Until Brian Teacher came along 16 months ago, Greg Rusedski was generally regarded as a mighty server who lacked the groundstrokes to prosper other than on the faster court surfaces. Since then, Rusedski's spectacular all-round improvement has taken him to the final of the United States Open, to No 10 in the world rankings, and enabled him to win $425,000 (pounds 283,000) as a semi-finalist at the Compaq Grand Slam Cup, which ended yesterday here with Pete Sampras lifting the trophy and $2m.

So why change a winning team? "Brian and I simply had an agreement to work until September and we finished working together at the US Open," was all Rusedski would say, having confirmed that Tony Pickard had become his new mentor.

Pickard, the 63-year-old former British Davis Cup captain from Nottingham, said the invitation to coach the Canadian-born British No 1 "came right out of the blue. I thought about it long and hard, because I have other commitments''.

He added, "Greg's agents approached me just after the US Open, then Greg and I had a meeting, talking about things and helping me to get a picture of where things were, and why. It didn't make sense to me in a way, then he explained the reasons why." Which were? "You'll have to ask Greg.''

Rusedski's mother, Helen, was born in Yorkshire, and he was brought up with dual nationality. His father, Tom, a railway employee, has been the driving force behind his son's career. The family had to remortgage their home on more than one occasion to pay for Greg's tennis tuition. Tom Rusedski has not always endeared himself to those he has endeavoured to convince of his son's potential.

The 24-year-old left-hander has had a variety of coaches, some fleetingly. He visited the Australian Fred Stolle in Florida, received pointers from the Romanian George Patrich and worked briefly with Louis Cayer, the Canadian Davis Cup captain. Pancho Segura also had an input.

Scott Brooke, an American, travelled extensively with Rusedski until the move to Britain led to a period with Warren Jacques, the Australian former British Davis Cup captain.

Rusedski's agent, John Mayotte, arranged for Rusedski to work with Teacher in May last year on the recommendation of Andre Agassi's coach, Brad Gilbert.
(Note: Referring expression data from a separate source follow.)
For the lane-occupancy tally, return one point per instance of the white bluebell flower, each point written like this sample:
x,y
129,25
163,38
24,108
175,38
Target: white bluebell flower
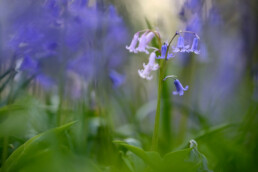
x,y
181,47
194,47
151,66
144,40
179,88
164,51
132,47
The laid-back Teacher, a former Australian Open champion, helped Rusedski build confidence in his service returns and to develop an expertise in his backhand that had once seemed beyond his capabilities.

During the US Open, however, the 42-year-old Teacher hinted that he did not intend to keep on travelling thousands of miles away from his young family in Los Angeles for too much longer.
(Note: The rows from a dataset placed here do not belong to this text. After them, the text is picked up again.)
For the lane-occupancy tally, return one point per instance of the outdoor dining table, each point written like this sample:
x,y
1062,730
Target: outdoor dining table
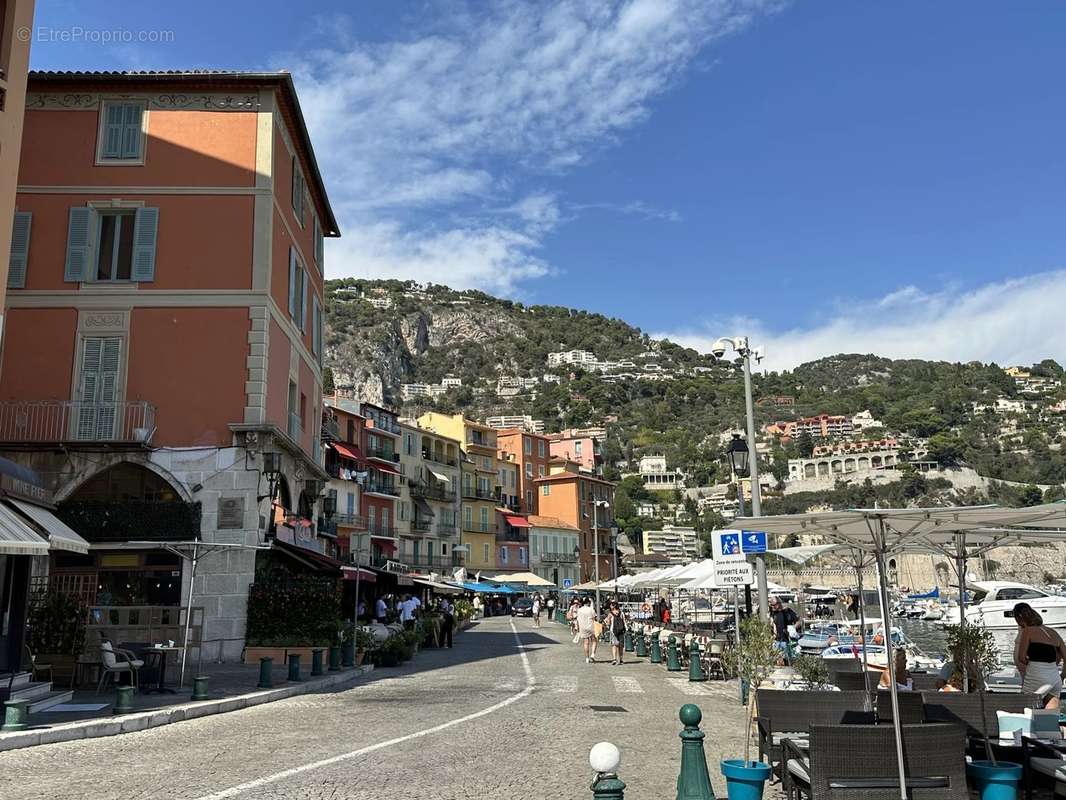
x,y
160,652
Rusedski telephoned Pickard from Munich every day during the Grand Slam Cup. "He's been doing all my strategy, and helped me particularly in my match against [Yevgeny] Kafelnikov. Tony's proved by taking Stefan to the top that he's one of the best coaches in the world.''

Pickard's motivational skills helped Edberg to win six Grand Slam championships and every major title except the French Open on the slow clay of Paris, where the Swede was runner-up to Michael Chang in 1989.

Pickard gave Rusedski a few tips before Saturday's Grand Slam Cup semi- final against Sampras, which the American won, 3-6, 7-6, 7-6, 6-2, after being bamboozled by the Briton's serve in an opening set which was completed in only 20 minutes.

"For three sets I didn't think two guys could serve that well," said Pickard, who watched the match on television. "At first Greg was attacking the Sampras serve, but later he held off. You could put that down basically to a lack of experience.

"Greg is unbelievably competitive. His commitment is good. He's very sincere in his approach to the game and very level-headed about how his life should be run. With the top 10 as it is, there is no reason why he can't get into the top five. And if he does that, then anything can happen.''

Sampras underlined why he reigns supreme by dismantling a weary Pat Rafter in yesterday's final, 6-2, 6-4, 7-5, after an hour and 36 minutes. The Australian might have taken Sampras's US Open title three weeks earlier, but he had no answer to Sampras's almost flawless play, particularly after spending four hours and 16 minutes on court with Korda in the semi-finals.

Rafter's consolation was a cheque for $1m. Sampras added $2m to his previous haul in Munich. The grand total is $7,393,750 - 25.1 per cent of the American's career prize-money approaching $30m.